When Can a Landlord Increase Rent?
A Tennessee landlord must abide by the rent agreement. Therefore a landlord must generally wait until the end of the term of the lease to increase the amount of rent. Although the state provides no specific legislation on the amount of notice must be provided to a month-to-month tenant, it is largely agreed that a landlord must provide the same amount that would be provided when seeking to end tenancy.
When is it illegal to raise rent?
It is illegal for a Tennessee landlord to increase rent in retaliation when a tenant has complained to him/her about a violation or used legal remedies available to him/her in regards to a rental property (Tennessee Statute 66-28-514).
It is also illegal for a Tennessee landlord to raise rent based on the age, race, religion, nation or origin, familial status, or disability status of a tenant Fair Housing Act.

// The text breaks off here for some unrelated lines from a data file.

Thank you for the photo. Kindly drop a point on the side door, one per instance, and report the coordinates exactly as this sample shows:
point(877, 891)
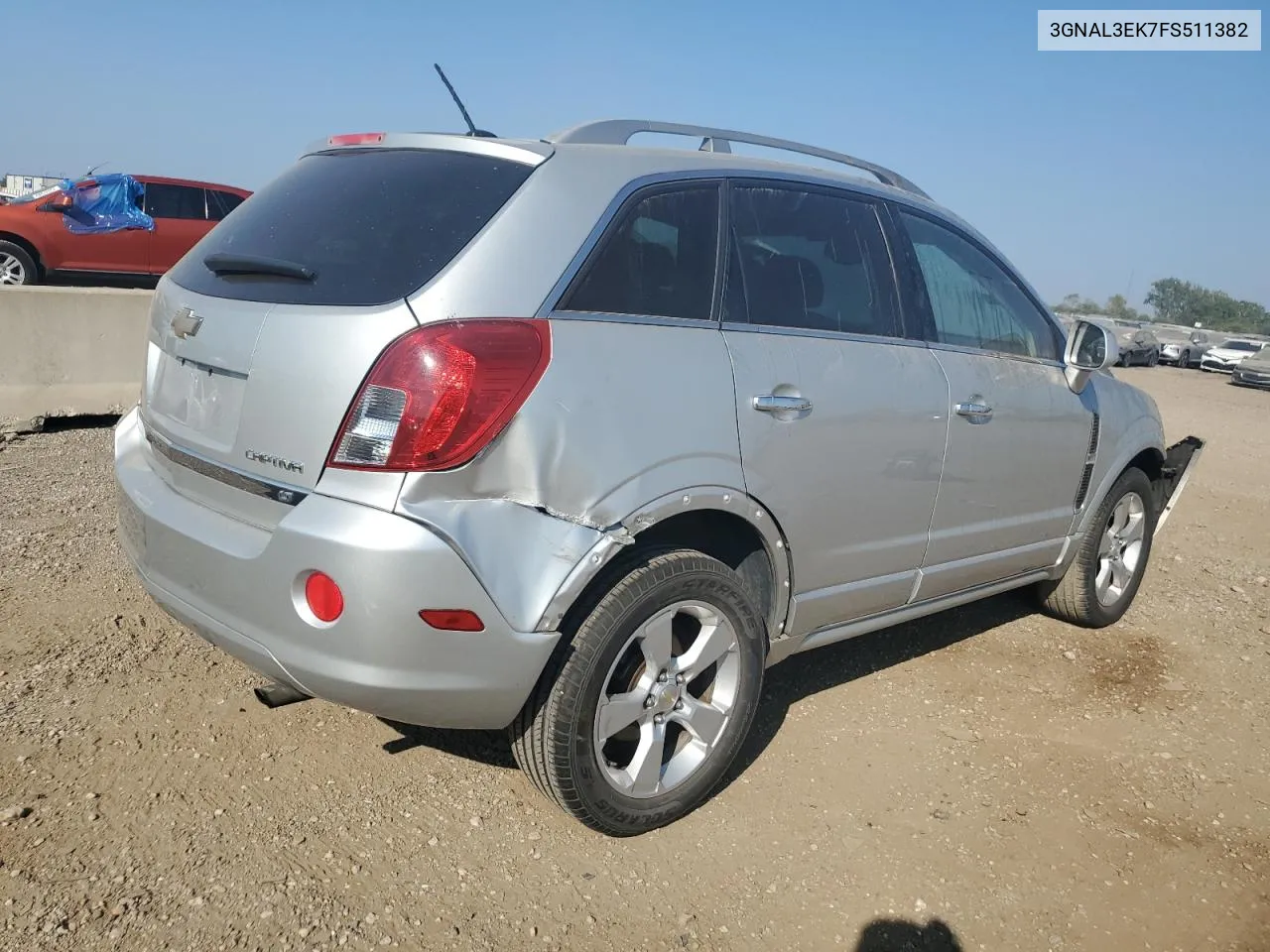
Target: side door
point(181, 221)
point(1017, 435)
point(842, 419)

Is there a rent increase limit?
The state of Tennessee does not legislate the amount that a landlord may increase rent.
How Much Notice is Needed for Raising Rent?
Since a landlord is generally required to provide the same amount of notice when seeking to increase rent as when he/she is seeking to end a month-to-month rental agreement, a Tennessee landlord would be expected to provide a 30-Day Notice before increased rent may be expected.
How Often Can Rent Be Increased?
Tennessee does not legislate the frequency with which a landlord may seek to increase rent.
Laws Regarding Late Fees
A Tennessee landlord may charge up to 10% of the past due rent amount beginning on the 5th day after rent became due (Tennessee Statute 47-29-201(d)).
Laws Regarding Bounced Check fees
A Tennessee landlord may charge up to $30 for payments returned for insufficient funds (Tennessee Statute 47-29-102).
Cities in the State With Rent Control
The state of Tennessee has no legislation controlling the amount of rent a landlord may charge. Indeed, Tennessee legislation preempts the implementation of legislation seeking to impose rent control.